In the first scene, Sarah flirtatiously leads a stranger (Ebon Moss-Brach) into the kitchen. Ten minutes later, she embraces Carrick (we learn his name only a little after Sarah does) and they start making love on the kitchen counter. It’s not as simple as it seems, however. We come to realize that Carrick, a music fetishist, initially dates Sarah because she possesses the only copy of an unrecorded Jason Carlyle song—a grunge rock icon who killed himself (read Kurt Cobain).
That’s pretty much the plot. The action of the play accounts, however, only for the tip of the iceberg. The script elliptically meanders in and out of private moments between Jaime and Sarah, Sarah and Carrick, Carrick and Jaime, and shortly between Sarah and a different suitor, the ex-narcotic Phil.

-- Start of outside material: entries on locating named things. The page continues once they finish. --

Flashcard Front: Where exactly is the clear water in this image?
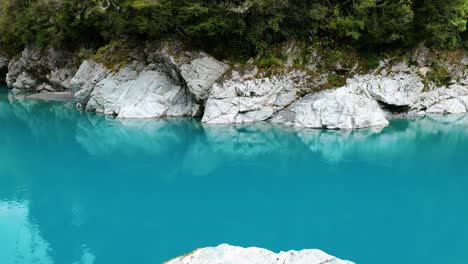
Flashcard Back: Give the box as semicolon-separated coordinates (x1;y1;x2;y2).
0;85;468;264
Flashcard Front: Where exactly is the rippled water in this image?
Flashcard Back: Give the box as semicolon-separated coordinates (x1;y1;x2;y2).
0;87;468;264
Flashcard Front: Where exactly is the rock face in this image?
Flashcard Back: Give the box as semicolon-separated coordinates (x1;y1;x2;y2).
7;41;468;129
0;54;8;83
364;73;424;106
71;42;228;118
202;69;305;124
86;63;199;118
165;244;353;264
271;82;388;129
6;45;75;92
145;41;229;101
180;55;228;101
70;60;110;105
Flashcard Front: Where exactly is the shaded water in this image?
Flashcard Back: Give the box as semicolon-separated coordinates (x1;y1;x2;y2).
0;87;468;264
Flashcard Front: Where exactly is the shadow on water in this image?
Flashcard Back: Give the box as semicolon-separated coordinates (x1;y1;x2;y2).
0;94;468;264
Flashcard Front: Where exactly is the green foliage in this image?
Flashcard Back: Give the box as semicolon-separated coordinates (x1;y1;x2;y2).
0;0;468;57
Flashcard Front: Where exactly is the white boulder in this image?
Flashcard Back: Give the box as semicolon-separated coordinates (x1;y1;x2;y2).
86;63;199;118
272;83;389;129
202;72;298;124
165;244;353;264
180;54;229;100
364;73;424;106
412;84;468;115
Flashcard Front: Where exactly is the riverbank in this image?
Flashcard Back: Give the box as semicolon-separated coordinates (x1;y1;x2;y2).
0;93;468;264
0;41;468;129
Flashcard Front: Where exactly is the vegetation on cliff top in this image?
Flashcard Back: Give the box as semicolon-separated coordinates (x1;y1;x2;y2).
0;0;468;57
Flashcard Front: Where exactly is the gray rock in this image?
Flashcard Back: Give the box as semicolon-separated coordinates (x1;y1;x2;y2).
411;84;468;115
6;45;75;92
145;41;229;101
86;62;199;118
166;244;353;264
180;54;229;101
202;72;297;124
70;60;110;107
364;73;424;106
271;83;388;129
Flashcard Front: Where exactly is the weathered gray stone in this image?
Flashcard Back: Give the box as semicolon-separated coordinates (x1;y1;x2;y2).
202;72;305;124
6;45;75;92
411;85;468;115
86;62;199;118
180;54;229;100
0;54;9;83
271;83;388;129
70;60;110;105
165;244;353;264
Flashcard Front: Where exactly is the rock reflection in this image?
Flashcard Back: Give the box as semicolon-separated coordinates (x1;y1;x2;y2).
0;201;54;264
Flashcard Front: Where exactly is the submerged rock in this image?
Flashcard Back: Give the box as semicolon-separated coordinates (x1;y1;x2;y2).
165;244;353;264
6;45;75;93
271;83;388;129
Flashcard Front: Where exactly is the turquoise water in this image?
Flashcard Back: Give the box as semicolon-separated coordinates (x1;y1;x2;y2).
0;85;468;264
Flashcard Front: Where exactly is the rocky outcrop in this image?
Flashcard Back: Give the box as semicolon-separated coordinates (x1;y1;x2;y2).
70;60;110;105
180;55;228;101
165;244;353;264
202;71;305;124
70;42;227;118
6;45;75;92
271;82;388;129
86;62;200;118
0;41;468;129
145;41;229;102
0;53;8;84
364;73;424;107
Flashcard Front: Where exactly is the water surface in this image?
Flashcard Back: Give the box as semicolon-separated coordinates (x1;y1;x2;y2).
0;87;468;264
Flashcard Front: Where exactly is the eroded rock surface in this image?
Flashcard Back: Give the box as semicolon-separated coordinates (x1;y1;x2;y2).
364;73;424;106
86;63;199;118
165;244;353;264
202;71;305;124
71;42;228;118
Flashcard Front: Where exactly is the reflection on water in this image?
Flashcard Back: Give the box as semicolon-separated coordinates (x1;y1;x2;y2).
0;94;468;264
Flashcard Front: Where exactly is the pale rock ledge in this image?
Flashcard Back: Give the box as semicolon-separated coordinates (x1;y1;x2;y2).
165;244;354;264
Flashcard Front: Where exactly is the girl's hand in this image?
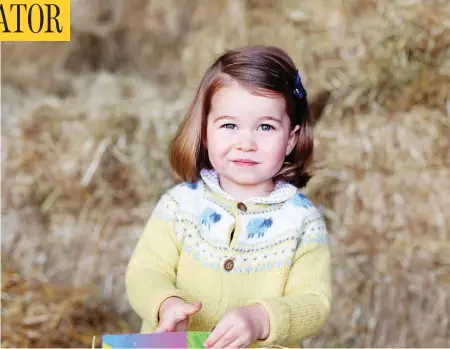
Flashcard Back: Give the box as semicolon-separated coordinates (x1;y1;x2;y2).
205;305;270;348
154;297;202;333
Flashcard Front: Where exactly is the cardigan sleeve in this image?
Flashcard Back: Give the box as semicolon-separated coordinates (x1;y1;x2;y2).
251;209;332;348
125;192;186;329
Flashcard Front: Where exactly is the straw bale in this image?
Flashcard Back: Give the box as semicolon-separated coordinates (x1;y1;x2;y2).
2;74;191;308
1;259;131;348
306;107;450;347
2;0;450;347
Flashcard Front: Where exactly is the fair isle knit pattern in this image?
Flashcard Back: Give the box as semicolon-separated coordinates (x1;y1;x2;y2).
127;170;331;347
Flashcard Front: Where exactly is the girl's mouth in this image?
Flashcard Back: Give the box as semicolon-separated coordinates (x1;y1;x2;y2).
233;159;258;166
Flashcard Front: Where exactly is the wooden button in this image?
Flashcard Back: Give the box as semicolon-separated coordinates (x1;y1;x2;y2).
223;259;234;271
238;202;247;212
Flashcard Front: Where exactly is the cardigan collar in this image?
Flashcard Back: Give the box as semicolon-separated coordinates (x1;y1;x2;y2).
200;169;298;204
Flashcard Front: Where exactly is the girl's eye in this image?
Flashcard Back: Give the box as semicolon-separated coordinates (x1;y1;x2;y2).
260;124;275;131
222;124;236;130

Yet despite its lack of concrete action or real resolution of the intriguing rock ’n’ roll subplot, On the Mountain is far from boring. The characters and actors take us into their world through the realism of their painful emotions and the questions they raise.
In the argument that ends her relationship with Carrick, Sarah proclaims that an individual is responsible for her own life—Jaime, despite her mental state, should find a job. Carrick frenetically shouts that everything is the world’s fault and that Jaime needs a place to withdraw and write her stories. It’s an argument that is never resolved (like much of the play), but is nonetheless thought-provoking.
Jamie is the jewel of the play. Shinn and Pill exquisitely craft her character and her relationship with Sarah. Pill brings the hardships of Jaime’s adolescence to life—her chubby face twinkles with creativity as she charmingly blabbers about her friends and her group therapy.
But Pill’s Jaime is also a stabbing image of human dejection and isolation. One night she comes home to hear the erotic screams of her mother coming from the upstairs bedroom. An eerie Radiohead song submerges the noises at the same time as the blackout engulfs Jaime’s expression of disgust. Later, in her T-shirt coated with vomit (the result of an overdose of Vicodin), she curls up on the couch in a fetal position, oblivious to Carrick’s attempts at humor.
On the Mountain is not light entertainment. There is no redemption, no hope, no laughter. Yet maybe it is this aspect that enables the painful accuracy of Shinn’s pen to delve into human psychology undistracted.
If so, I wouldn’t want it any other way.